Trotz Aufrüstung der technischen Schutzmassnahmen bleibe der Mensch die Schwachstelle, sagt Marie-Christine Kragh, Globale Leiterin Vertrauensschadenversicherung bei Allianz Trade. "Social Engineering funktioniert, weil mit Emotionen gespielt wird - etwa in Form von Wertschätzung." Gegen kriminelle Machenschaften helfen eine gute Fehler- und offene Unternehmenskultur. "Denn eine einzige Rückfrage beim Chef, ob der Auftrag wirklich echt ist, lässt das ganze Betrugs-Konstrukt einstürzen wie ein Kartenhaus."
Durchschnittlich liegen die Schäden im einstelligen Millionenbereich, während die Grossschäden teilweise deutlich im zweistelligen Millionenbereich liegen, wie das Unternehmen weiter mitteilt. Grossschäden in dieser Höhe habe es bereits beim ersten Aufkommen der Social-Engineering-Betrugsmaschen Anfang der 2010er Jahre gegeben.
KI perfektioniert die Betrugsmaschen
"Es ist ein Katz-und-Maus-Spiel: Die Kriminellen perfektionieren ihre Betrugsmaschen mittels KI und die Unternehmen versuchen, mit ihren Schutzmechanismen Schritt zu halten", sagt Kragh. Dies sei allerdings immer schwieriger, denn E-Mails sind laut Kragh inzwischen makellos und Deepfakes täuschend echt. "Das Ausnutzen von künstlich erzeugten Stimmen und Bildern für die Vertrauensbildung ist ein mächtiges Werkzeug, das in vielen Fällen auch bei geschulten Mitarbeitenden alle Zweifel verschwinden lässt." Massgeschneiderte E-Mails mit internen Details schaffen aber auch eine sehr hohe Glaubwürdigkeit und steigern damit die Erfolgschancen der Betrüger.
Auch in den eigenen Reihen lauert eine grosse Gefahr durch sogenannte Innentäter: "Innentäter richteten mit 65 Prozent die grössten Schäden an - auf externe Täter entfielen 35 Prozent der gemeldeten Schäden", wie es in der Mitteilung weiter heisst.

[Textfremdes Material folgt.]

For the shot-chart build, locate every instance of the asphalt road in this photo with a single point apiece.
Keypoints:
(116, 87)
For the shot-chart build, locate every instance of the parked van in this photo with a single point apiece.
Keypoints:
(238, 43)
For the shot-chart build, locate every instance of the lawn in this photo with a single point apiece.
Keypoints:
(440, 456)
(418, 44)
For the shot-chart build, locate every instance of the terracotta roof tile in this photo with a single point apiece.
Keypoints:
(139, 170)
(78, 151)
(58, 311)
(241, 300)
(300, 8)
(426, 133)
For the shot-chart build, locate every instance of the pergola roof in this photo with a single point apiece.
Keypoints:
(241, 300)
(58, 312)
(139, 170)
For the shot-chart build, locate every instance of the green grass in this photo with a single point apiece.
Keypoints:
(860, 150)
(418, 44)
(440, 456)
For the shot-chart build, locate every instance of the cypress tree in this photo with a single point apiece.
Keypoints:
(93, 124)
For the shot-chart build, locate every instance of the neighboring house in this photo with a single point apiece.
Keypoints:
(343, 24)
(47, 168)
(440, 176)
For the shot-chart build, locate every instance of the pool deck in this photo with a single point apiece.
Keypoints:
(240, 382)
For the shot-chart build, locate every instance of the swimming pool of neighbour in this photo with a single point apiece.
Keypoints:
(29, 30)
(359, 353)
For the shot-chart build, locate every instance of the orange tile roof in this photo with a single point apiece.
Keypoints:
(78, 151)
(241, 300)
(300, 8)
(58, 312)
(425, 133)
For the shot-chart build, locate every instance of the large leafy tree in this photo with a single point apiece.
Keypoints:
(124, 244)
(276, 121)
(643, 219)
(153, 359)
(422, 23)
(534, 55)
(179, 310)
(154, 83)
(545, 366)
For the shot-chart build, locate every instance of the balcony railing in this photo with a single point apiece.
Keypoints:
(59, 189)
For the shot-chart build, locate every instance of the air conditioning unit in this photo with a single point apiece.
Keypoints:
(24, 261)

Erst Phishing, dann Social Engineering
Kriminelle brauchen für solche Maschen keine IT- oder Coding-Kenntnisse mehr, sagt Dirk Koch, Certified Ethical Hacker und Partner bei der Rechtsanwaltskanzlei Bytelaw. "Entsprechende Tools gibt es im Darknet quasi von der Stange und zu inzwischen vergleichsweise kleinen Preisen." Damit brauchen die Kriminellen nur zwei Phasen für den Betrug: "Über extrem gut gemachte Phishing- und Vishing-Angriffe mithilfe von KI-Tools verschaffen sie sich zunächst Zugang zu den Systemen. Das öffnet für die dann folgenden Social-Engineering-Angriffe Tür und Tor."
Für Dirk Koch sind in Unternehmen eine Phishing-resistente Multi-Faktor-Authentifizierung und verifizierte E-Mail-Signatur-Verfahren ein "Must-Have". "Auch die Nutzung von KI-basierten Filtern sowie eine sogenannte 'Zero-Trust-Architektur', bei der jeder einzelne Zugriff geprüft wird, hilft, Angriffe frühzeitig zu erkennen und Schäden zu begrenzen." Zudem sollten Organisationen die Prozesse für Zahlungsfreigaben stets überprüfen, ein Vier-Augen-Prinzip einführen sowie Änderungen von Zahlungsdaten nur nach telefonischer Rückfrage über die bekannte, beim Erstkontakt hinterlegte Nummer vornehmen. Ausserdem seien laut Koch die Reaktionszeiten entscheidend, bei der Wiederbeschaffung des Geldes.